À l’inverse, la Palestine représente un cas symptomatique de la défaillance de la Ligue. Et ce, malgré l’idéologie panarabiste de ses Pères fondateurs. Ainsi que l’appel à l’unité des États arabes par l’article 2 de son Pacte constitutif. Car la Ligue est une organisation de simple coopération intergouvernementale.
A cet égard, loin de toute intégration politique supranationale, la logique interétatique a primé de facto sur la solidarité interarabe. De même, l’instrumentalisation de la Ligue par ses États membres a contribué à son discrédit. Sentiment conforté par l’inefficacité, voire l’impuissance, de l’organisation sur la scène arabe et internationale. Toutefois, c’est surtout à la faiblesse intrinsèque des États arabes que sont dus les échecs de l’organisation.
Divisions et conflits interétatiques
En effet, l’histoire de la Ligue arabe est celle d’une crise existentielle rythmée par des divisions et conflits interétatiques. Son déficit de crédibilité et d’efficacité est directement lié à une forme d’ « incapacité de puissance ».
Et cet état de crise permanente entame le bon fonctionnement et l’efficacité d’une organisation. Elle est le reflet de la désunion et de l’impuissance (collective et individuelle) des États arabes eux-mêmes.
Alors, la Ligue fait office de façade commode derrière laquelle ils tentent de masquer leurs faiblesses et leurs turpitudes. Malgré sa vocation panarabe, l’organisation n’a jamais pu se départir de son instrumentalisation par ses États membres; et par des puissances étrangères au monde arabe (de l’Iran aux Etats-Unis).

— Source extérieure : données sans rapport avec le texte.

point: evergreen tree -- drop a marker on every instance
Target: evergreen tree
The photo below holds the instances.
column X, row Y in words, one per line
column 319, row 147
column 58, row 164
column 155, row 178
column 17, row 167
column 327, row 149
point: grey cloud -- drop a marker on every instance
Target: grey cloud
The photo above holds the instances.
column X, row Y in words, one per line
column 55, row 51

Tout d’abord, dès sa naissance, la Ligue est divisée en deux lignes de fracture idéologique et stratégique. D’un côté, l’entente égypto-saoudienne favorable aux projets d’indépendance. Elle fait face, de l’autre côté à l’axe hachémite jordano-irakien plus enclin à une coopération avec la puissance britannique, à la tête de nombreux protectorats et mandats (Soudan, Palestine, Émirats, etc.).
Puis, dans un second temps, les rivalités intra-arabes ont connu une reconfiguration avec la Guerre froide. La Ligue devenant durant cette période le théâtre d’un affrontement politico-idéologique entre d’un côté l’alliance nationaliste arabe (Égypte, Libye, Syrie); et le bloc soviétique, et de l’autre, l’alliance entre les monarchies arabes (Arabie saoudite, Émirats arabes unis, Jordanie) et le bloc occidental.
Crise existentielle
Dans ce contexte, de la fin des années 1950 aux années 1960, l’arabisme à teneur socialiste et anti-impérialiste- incarné par le pôle syro-égyptien- s’impose au sein de la Ligue. Et ce, à la faveur de deux événements: la victoire politique de Nasser au terme de la crise du Canal de Suez (1956) et l’affaiblissement de l’influence hachémite avec la chute du royaume d’Irak.

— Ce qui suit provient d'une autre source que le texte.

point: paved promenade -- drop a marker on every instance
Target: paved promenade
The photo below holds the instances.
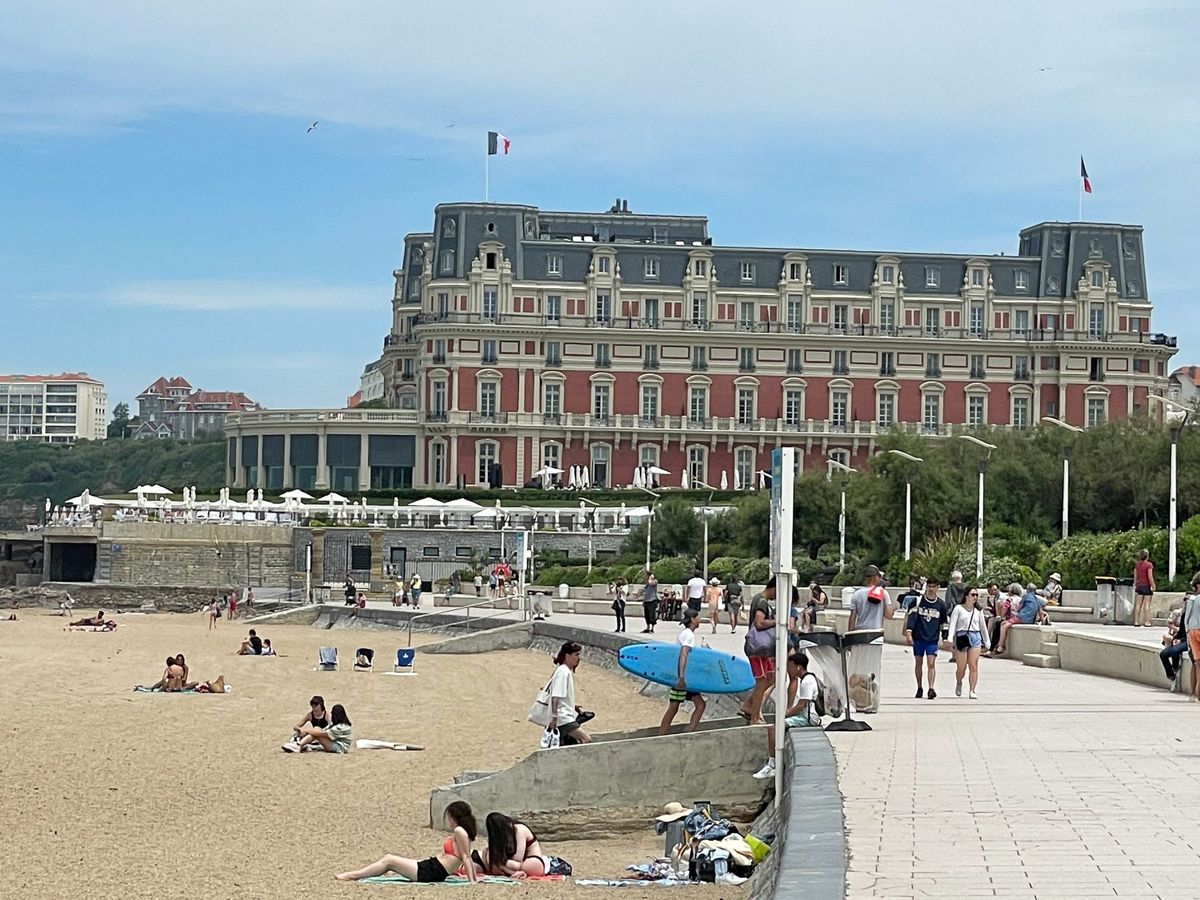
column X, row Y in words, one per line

D’ailleurs, cette configuration implose avec la signature, le 17 septembre 1978, des Accords de paix de Camp David, entre l’Égypte et Israël. Outre le déplacement du siège de la Ligue du Caire à Tunis. Ces accords de paix marquent une rupture qui se traduit par l’exclusion de l’Égypte, puissance régionale, porte-étendard historique du panarabisme et membre fondateur de la Ligue des États arabes. La crise existentielle de l’organisation atteint ici son paroxysme… L’organisation ne s’en est jamais vraiment remise.

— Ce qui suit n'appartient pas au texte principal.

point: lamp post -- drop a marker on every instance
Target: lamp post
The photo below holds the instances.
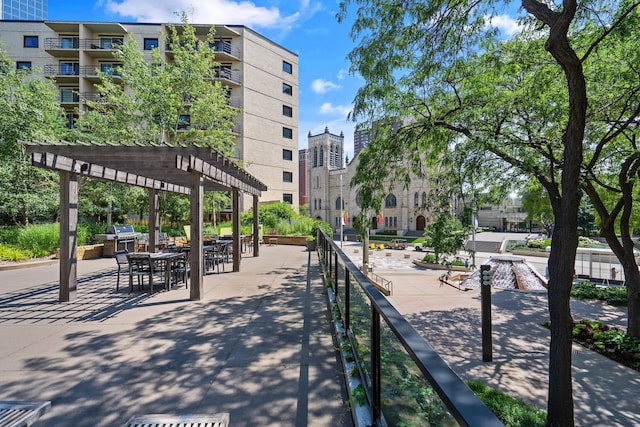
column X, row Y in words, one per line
column 341, row 213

Si l’aspiration unitaire a permis la naissance de la Ligue arabe, l’absence de cohésion politique et la prévalence des logiques d’intérêts nationaux sur le principe de solidarité arabe ont empêché toute dynamique d’intégration arabe. Aussi, la Ligue arabe se voit-elle concurrencée par des organisations (pan)islamique (OCI) ou (sub)régionales (comme le CCG), qui tentent à leur tour de peser sur une question centrale pour les peuples arabes: la « cause palestinienne ».